It is impossible to look back at this year without acknowledging the immense impact the COVID-19 pandemic has had on almost every single aspect of life. While we can hardly wait to flip the calendar to 2021 and hope for a return to some sense of normality, in the final newsletter of 2020, we would like to pause and recognise that it has also been a memorable year for open source.

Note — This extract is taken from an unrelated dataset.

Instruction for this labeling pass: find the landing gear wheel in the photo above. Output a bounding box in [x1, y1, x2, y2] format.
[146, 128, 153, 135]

As we retreated into our homes in March, everything needed to become digital immediately. Governments had to react to a crisis and reorganise public life while most of its workforce needed to work remotely for the first time. Citizens had to become accommodated to working from home, while ensuring communication and collaboration at work and in their personal lives. Open source tools played an important role in ensuring a smooth transition from the office or school to working or studying from home: Jitsi video-conferencing platform, the Moodle open source learning platform, and open source secure messaging applications such as Tchap, which is used in the French government.

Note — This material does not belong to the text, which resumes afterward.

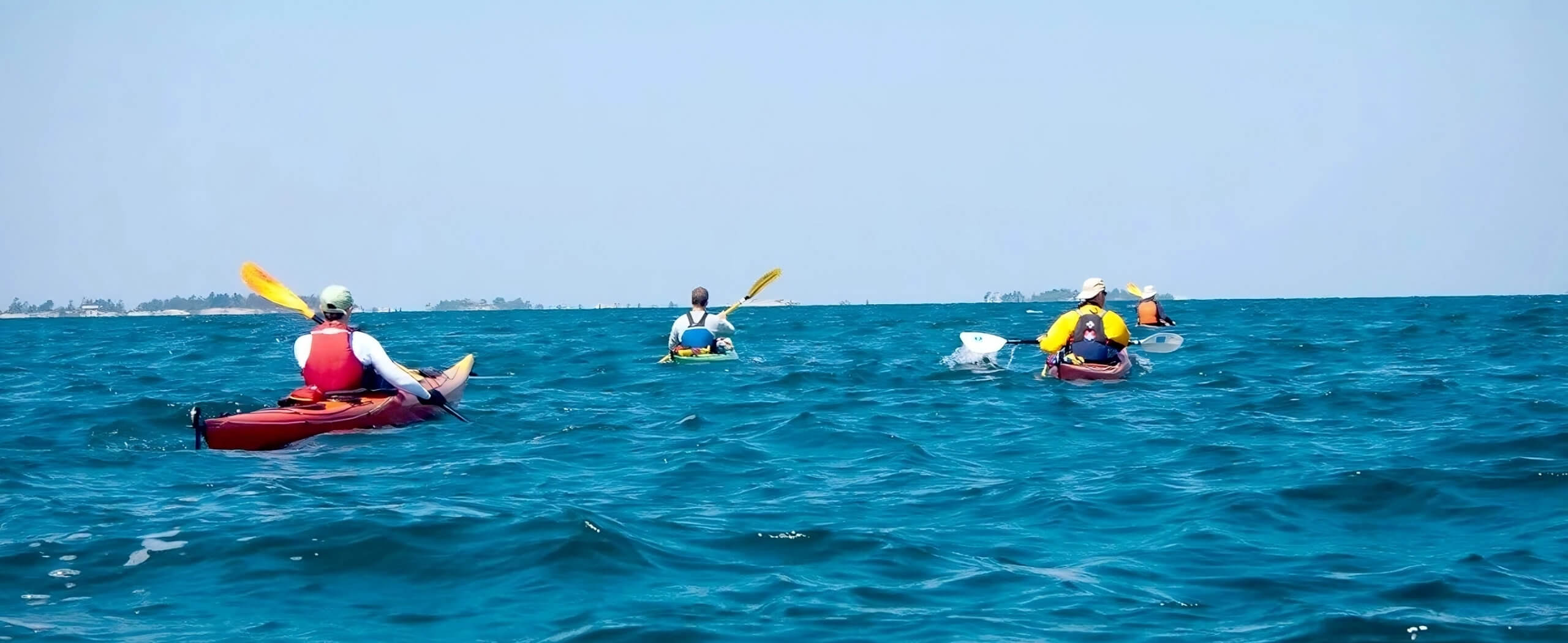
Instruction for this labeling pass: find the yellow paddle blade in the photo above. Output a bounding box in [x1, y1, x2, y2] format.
[720, 268, 784, 315]
[747, 268, 784, 300]
[240, 262, 315, 317]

Additionally, COVID-19 highlighted the need for fit-for-purpose, efficient and trustworthy digital solutions for the public sector, healthcare, and education that could be quickly adapted and implemented. Project plans, software launches and various services that previously had timelines spanning months and years now had to be implemented in a matter of days. In many instances over the last year, the answer to this was found in open source software and hardware – which is available without restrictions, for everyone to use, study, share and improve. From the outset, open source played a tangible role in mitigating the impact of the pandemic. Moreover, communities came together to support the public sector in its effort to fight the crisis. For instance, an international team in Linz, Austria developed the plans for life-saving ventilators and shared them freely. For further open source software and open source hardware that help medical staff, public administrations, businesses and citizens in their daily lives, visit the Commission’s Digital Response to Covid-19 repository created with the support of OSOR team and in collaboration with the open source community.

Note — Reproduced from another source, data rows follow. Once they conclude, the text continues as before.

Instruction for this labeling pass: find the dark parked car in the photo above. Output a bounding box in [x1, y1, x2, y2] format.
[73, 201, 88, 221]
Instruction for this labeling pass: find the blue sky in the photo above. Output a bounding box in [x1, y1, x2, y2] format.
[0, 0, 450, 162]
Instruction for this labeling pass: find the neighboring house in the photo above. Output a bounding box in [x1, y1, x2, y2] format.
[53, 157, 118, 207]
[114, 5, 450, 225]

Crucially, open source solutions could also be inspected to ensure trustworthiness, which is essential for handling sensitive health data. Nowhere was this more pertinent than in COVID-19 tracing apps handling location and health data. 14 European governments made their apps available as open source and some even built their apps as forks of other country’s apps, thus saving time and resources in the process. OSOR reported on several open source COVID-19 tracing apps including, among others, Radar Covid (Spain), Coronalert (Belgium) and Corona-Warn-App (Germany). The role that open source can play in delivering such solutions is hopefully something that will be remembered as we move forward beyond the crisis.
2020 has proven that digitalisation is essential. It has also highlighted the need for real choice, reliable services and for users to play a leading role. Moving into 2021, there is a strong opportunity for open source to help both in delivering those services and in building the trust needed to improve uptake. This is accentuated by the Berlin Declaration, signed 8 December 2020 by all EU Member State Ministers responsible for digital transformation in the public administration, that recognises open source as a facilitator for deploying and developing strategic digital tools and capacities in the public sector.
As we sign off for the last time in 2020, the OSOR Team would like to wish our readers a pleasant holiday season and a happy and healthy new year. See you all in 2021!